The phylogenetic tree constructed from the five-locus dataset (ITS, nucLSU, mtSSU, RPB1, and TUB) suggested that subclades nested within each primary clade could be resolved into distinct species. After detailed observations of morphological features, those subclades were considered as new species. The proposed new genus, Anthracina, was comprised of two new species (MLBP/BIPP = 100%/1.00), designated as A. ramosa (MLBP/BIPP = 100%/1.00) and A. saxincola (MLBP/BIPP = 100%/1.00). The Bradymyces clade contained two new species (MLBP/BIPP = 100%/1.00), designated as B. pullus (MLBP/BIPP = 100%/1.00) and B. yunnanensis (MLBP/BIPP = 100%/1.00). The Lithohypha clade contained one new species, designated as L. catenulata (MLBP/BIPP = 100%/1.00). The Trichomerium clade formed four subclades corresponding to four new species (MLBP/BIPP = 100%/1.00), designated as T. cicatricatum (MLBP/BIPP = 100%/1.00), T. flexuosum (MLBP/BIPP = 100%/1.00), T. lapideum (MLBP/BIPP = 100%/1.00), and T. leigongense (MLBP/BIPP = 100%/1.00). The Knufia clade (MLBP/BIPP = 91%/1.00) contained two new species, designated as K. calcarecola (MLBP/BIPP = 100%/1.00) and K. separata (MLBP/BIPP = 100%/1.00) (Figure 3).
The phylogenetic tree (Figure 4) showed that the sampled specimens clustered into one subclade (I) corresponded to two new species, Cladophialophora nyingchiensis and C. tengchongensis, with well-supported bootstrap values. Morphological characteristics also supported the establishment of those species. Subclade I contained five species (MLBP/BIPP = 91%/1.00), including the newly described C. tengchongensis (MLBP/BIPP = 100%/1.00) and C. nyingchiensis (MLBP/BIPP = 100%/1.00).

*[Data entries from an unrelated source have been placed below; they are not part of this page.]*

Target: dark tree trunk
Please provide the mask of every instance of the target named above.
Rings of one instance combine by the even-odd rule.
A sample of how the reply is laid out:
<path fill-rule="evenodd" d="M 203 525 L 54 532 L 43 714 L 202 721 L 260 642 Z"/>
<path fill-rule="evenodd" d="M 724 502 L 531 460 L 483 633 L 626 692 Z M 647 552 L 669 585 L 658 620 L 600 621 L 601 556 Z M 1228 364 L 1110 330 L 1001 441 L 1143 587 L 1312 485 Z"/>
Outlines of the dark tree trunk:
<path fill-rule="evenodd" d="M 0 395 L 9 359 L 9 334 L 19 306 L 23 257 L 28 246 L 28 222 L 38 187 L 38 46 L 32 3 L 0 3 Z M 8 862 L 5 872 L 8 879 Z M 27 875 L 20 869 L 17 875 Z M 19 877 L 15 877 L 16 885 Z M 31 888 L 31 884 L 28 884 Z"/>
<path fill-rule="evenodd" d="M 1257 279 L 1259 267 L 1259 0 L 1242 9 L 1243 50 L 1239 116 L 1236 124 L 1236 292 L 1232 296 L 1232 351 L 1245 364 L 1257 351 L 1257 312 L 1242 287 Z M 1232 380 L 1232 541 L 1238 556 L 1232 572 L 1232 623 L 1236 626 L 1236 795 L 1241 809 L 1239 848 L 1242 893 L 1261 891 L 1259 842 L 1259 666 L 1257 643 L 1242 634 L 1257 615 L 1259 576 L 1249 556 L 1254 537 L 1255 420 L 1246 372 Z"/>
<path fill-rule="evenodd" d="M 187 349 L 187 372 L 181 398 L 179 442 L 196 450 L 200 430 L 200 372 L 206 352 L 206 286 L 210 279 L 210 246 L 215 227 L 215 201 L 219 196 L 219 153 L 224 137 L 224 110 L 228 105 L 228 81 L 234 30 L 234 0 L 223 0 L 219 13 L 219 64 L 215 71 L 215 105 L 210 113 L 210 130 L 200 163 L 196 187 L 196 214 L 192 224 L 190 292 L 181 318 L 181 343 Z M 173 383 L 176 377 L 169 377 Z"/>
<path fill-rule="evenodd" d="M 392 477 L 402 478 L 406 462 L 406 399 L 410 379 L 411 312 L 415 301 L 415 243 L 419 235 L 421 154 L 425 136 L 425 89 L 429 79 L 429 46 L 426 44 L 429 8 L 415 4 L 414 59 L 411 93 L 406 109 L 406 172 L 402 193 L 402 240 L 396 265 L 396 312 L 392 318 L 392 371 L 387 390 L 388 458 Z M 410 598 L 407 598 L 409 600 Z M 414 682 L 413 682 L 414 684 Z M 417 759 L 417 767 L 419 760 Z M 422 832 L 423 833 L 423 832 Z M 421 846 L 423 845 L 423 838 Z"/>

The results of the phylogenic analysis shown in Figure 5 revealed that sampled specimens clustered into three subclades (I–Ⅲ) corresponded to four new species (Exophiala ellipsoidea, E. cinerea, E. clavispora, and E. nagquensis), with well-supported bootstrap values. The newly described E. ellipsoidea (MLBP/BIPP = 100%/1.00) clustered with E. cinerea (MLBP/BIPP = 100%/1.00); these two species constituted the subclade I (MLBP/BIPP = 99%/1.00). In subclade Ⅱ (MLBP/BIPP = 97%/1.00), five strains clustered into three groups, including newly described E. clavispora (MLBP/BIPP = 100%/0.98), E. bonariae, and E. opportunistica. Subclade Ⅲ contained two species (MLBP/BIPP = 96%/1.00), including newly described E. nagquensis (MLBP/BIPP = 100%/1.00) and E. brunnea. Morphological characters, as reported in the following Taxonomy section, also support the establishment of these new species.

3.2. Taxonomy

Novel genus and species belonging to phylum Ascomycota, subphylum Pezizomycotina, class Eurotiomycetes, order Chaetothyriales, family Trichomeriaceae:
Trichomeriaceae
Anthracina L. Su, W. Sun and M.C. Xiang, gen. nov.
MycoBank MB810883
Etymology: anthracina (Lat., fem. adj.), referring to the coal-black color of the colonies.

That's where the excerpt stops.